BY MICHAEL SOMMERS
What’s the buzz on “Jesus Christ Superstar”? Let’s tell you what’s happening with the Broadway revival of the famous 1971 rock opera, which just opened at the Neil Simon Theater.
A generally well-sung and energetically performed production of the Andrew Lloyd Webber-Tim Rice musical regarding the last days of Christ awaits fans of the show. Whether the musical’s charms attract a fresh generation of converts remains to be seen, but the faithful will not be disappointed.
Representing Webber in his liveliest, freshest pop mode, the score’s memorable rock tunes and driving rhythms remain as stirring as ever. Way back when, “Jesus Christ Superstar” was denounced and even picketed for being sacrilegious, but today Rice’s text seems surprisingly reverent if somewhat slangy in its treatment of the story.
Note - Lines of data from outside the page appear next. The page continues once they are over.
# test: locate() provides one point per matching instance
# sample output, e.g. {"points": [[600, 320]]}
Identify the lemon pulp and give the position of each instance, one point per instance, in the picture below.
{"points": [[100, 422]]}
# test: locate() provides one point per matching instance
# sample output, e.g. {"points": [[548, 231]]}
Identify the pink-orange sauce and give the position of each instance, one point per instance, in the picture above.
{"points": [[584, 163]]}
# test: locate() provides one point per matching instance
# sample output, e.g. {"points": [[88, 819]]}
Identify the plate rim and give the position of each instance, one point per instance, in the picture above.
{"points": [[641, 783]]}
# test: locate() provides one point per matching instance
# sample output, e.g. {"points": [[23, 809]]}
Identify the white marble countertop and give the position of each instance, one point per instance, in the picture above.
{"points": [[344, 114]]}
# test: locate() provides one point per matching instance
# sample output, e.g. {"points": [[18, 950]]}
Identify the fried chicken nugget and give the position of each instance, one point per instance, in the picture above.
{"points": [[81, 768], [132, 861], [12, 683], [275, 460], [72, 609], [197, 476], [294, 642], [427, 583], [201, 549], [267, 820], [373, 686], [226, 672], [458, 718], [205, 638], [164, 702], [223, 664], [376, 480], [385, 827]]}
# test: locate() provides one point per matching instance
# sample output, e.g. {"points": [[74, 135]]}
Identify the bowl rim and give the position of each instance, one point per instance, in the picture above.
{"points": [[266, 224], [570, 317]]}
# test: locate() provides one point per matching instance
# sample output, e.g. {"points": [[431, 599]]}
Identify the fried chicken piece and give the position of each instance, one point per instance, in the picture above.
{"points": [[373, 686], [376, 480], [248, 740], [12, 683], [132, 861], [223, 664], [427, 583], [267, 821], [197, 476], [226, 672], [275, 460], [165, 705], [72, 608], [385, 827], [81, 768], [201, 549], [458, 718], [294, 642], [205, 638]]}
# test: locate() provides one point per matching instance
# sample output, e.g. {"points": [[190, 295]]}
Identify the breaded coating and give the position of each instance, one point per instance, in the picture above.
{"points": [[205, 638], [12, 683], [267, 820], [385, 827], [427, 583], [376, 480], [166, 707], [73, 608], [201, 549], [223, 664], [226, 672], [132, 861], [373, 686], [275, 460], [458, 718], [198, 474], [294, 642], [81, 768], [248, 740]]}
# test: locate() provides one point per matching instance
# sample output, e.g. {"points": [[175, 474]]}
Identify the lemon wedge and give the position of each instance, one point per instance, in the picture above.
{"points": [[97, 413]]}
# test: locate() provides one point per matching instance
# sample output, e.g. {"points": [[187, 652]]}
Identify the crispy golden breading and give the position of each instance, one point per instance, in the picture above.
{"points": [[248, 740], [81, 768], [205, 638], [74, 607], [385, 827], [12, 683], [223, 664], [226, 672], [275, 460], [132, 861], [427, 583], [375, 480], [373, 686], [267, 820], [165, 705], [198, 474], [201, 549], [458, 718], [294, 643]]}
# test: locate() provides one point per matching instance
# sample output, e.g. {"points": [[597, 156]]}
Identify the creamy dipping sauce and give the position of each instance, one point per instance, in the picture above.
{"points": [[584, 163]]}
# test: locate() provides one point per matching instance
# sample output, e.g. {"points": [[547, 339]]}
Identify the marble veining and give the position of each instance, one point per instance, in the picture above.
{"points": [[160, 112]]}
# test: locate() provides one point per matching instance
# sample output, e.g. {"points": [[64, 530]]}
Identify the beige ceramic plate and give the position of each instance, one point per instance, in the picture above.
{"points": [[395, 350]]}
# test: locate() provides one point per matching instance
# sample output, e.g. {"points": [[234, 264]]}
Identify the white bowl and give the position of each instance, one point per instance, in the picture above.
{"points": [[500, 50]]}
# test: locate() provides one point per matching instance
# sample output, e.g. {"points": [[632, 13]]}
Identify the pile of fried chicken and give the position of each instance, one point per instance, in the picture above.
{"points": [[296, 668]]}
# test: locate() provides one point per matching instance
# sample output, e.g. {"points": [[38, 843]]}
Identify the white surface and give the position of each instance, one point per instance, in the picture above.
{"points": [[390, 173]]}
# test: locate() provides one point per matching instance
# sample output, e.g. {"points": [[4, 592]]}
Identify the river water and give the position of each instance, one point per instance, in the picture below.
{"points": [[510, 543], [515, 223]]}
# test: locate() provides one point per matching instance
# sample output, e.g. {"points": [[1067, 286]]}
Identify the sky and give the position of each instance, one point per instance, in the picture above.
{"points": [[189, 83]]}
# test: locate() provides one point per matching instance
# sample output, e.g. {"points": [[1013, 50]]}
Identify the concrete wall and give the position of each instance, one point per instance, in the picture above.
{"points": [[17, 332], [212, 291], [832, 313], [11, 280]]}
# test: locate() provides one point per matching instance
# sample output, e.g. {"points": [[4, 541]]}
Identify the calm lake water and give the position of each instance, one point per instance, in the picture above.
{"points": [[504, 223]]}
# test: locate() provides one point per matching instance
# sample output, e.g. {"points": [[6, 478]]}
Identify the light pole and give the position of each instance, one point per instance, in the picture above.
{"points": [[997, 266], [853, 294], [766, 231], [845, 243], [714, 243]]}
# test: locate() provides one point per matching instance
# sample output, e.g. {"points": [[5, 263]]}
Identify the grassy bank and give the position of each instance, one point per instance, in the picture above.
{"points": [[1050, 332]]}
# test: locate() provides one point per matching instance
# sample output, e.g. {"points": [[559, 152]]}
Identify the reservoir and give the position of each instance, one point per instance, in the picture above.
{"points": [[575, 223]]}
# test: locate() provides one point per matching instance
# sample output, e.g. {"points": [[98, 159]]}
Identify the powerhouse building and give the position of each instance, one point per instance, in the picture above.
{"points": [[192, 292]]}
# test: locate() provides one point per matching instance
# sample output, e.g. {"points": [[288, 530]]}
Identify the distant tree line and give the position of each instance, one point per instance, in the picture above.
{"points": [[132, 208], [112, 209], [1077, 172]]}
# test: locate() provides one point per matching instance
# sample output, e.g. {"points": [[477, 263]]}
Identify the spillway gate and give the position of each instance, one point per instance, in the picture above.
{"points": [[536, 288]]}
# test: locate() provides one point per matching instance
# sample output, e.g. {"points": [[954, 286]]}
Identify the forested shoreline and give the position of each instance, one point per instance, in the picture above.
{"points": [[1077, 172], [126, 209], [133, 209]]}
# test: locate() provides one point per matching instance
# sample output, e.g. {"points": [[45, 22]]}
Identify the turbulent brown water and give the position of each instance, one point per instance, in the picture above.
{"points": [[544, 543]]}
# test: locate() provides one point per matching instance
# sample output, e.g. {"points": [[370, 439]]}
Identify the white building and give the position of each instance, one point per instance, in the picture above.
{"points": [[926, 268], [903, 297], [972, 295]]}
Originally staged at the Stratford Shakespeare Festival, director Des McAnuff’s production is sung and acted with force and conviction. McAnuff’s interpretation suggests that Judas was inspired more by jealousy over Jesus’ involvement with Mary Magdalene than any other motive.
A strong singer, Paul Nolan presents a slim, rapt figure as Jesus who contrasts against the rather frenzied Judas played by Josh Young (unfortunately plagued by vocal problems at Thursday’s opening). Chilina Kennedy is a cool-voiced Mary Magdalene. Perhaps the most impressive performance comes from Tom Hewitt as a lordly, dignified Pontius Pilate who turns desperately urgent in his final face-off with Jesus.
Bruce Dow’s campy King Herod is okay if nothing outrageous, but Marcus Nance’s sepulchral bass voice lends shivers to his depiction of the head priest Caiaphas. The ensemble sings the bejeepers out of the music while tearing through the highly aerobic choreography devised by Lisa Shriver that at times resembles a Zumba class.